The bill revises the medical eligibility provisions applicable
to the Medicaid program to require the department to discontinue
its current practice of denying all reimbursement to a nursing
facility that inadvertently misses the established deadline for
asking the department to reassess a resident's eligibility.
Instead, the department would be allowed to apply 2 sanctions.

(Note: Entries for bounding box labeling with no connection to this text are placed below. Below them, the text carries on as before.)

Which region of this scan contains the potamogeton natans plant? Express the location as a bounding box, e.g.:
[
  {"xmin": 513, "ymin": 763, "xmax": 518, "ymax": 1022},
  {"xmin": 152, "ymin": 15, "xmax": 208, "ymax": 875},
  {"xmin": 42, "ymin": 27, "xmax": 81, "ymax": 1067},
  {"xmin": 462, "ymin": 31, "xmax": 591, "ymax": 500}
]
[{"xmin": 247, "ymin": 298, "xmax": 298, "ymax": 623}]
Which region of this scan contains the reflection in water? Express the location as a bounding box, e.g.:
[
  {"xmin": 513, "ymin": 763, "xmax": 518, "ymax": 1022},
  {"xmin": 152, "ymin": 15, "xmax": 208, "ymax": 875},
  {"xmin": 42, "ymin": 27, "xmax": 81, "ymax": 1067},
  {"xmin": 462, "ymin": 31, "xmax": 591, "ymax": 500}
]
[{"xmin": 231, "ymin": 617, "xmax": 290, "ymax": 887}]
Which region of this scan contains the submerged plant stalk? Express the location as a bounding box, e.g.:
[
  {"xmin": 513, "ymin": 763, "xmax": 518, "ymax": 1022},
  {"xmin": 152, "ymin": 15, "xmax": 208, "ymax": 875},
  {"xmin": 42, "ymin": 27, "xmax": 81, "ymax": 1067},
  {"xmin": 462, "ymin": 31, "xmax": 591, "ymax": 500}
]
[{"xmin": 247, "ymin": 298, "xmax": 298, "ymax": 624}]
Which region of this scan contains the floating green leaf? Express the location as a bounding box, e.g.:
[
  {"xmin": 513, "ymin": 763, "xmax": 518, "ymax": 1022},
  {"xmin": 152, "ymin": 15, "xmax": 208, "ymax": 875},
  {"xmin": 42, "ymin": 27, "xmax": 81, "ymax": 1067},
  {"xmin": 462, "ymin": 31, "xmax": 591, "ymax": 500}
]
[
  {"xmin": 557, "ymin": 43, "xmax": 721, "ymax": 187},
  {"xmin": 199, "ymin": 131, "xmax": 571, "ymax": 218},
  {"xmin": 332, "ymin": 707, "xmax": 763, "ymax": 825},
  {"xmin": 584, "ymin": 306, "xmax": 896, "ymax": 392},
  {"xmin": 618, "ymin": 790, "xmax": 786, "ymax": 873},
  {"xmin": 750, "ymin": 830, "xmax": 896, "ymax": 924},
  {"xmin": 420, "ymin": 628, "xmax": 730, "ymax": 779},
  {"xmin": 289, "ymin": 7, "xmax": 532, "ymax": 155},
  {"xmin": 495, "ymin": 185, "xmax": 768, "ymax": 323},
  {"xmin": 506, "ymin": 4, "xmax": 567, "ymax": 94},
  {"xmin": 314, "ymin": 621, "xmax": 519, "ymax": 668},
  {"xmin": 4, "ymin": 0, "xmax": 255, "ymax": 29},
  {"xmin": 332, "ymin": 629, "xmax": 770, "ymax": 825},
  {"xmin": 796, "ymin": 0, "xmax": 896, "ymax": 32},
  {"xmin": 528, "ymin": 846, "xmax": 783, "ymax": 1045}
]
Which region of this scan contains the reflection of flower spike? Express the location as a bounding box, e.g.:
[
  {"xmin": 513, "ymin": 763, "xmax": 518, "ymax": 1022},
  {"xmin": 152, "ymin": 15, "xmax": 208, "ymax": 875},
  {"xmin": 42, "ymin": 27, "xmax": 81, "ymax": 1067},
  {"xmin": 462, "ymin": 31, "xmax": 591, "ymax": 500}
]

First, it could penalize the facility up to 10% of its regular
reimbursement rate for the days between the due date for the
assessment and the date the facility actually requested
reassessment. Second, the department could reduce the rate to
the much lower residential care rate, if the reassessment, when
performed, showed that the resident no longer required a nursing
facility level of care.

 
The bill requires the department to utilize 1997 data for
calculating the maximum allowable reimbursement for facilities'
routine costs. The bill also requires that the department
distinguish between facilities with 30 or more beds and those
with fewer than 30 beds in establishing the maximum amount of
reimbursable costs for the various cost categories established
for residential care.

 
The bill directs the department to resume its approval of
staffing requests by residential care facilities as had been the
department's practice prior to June of 1998.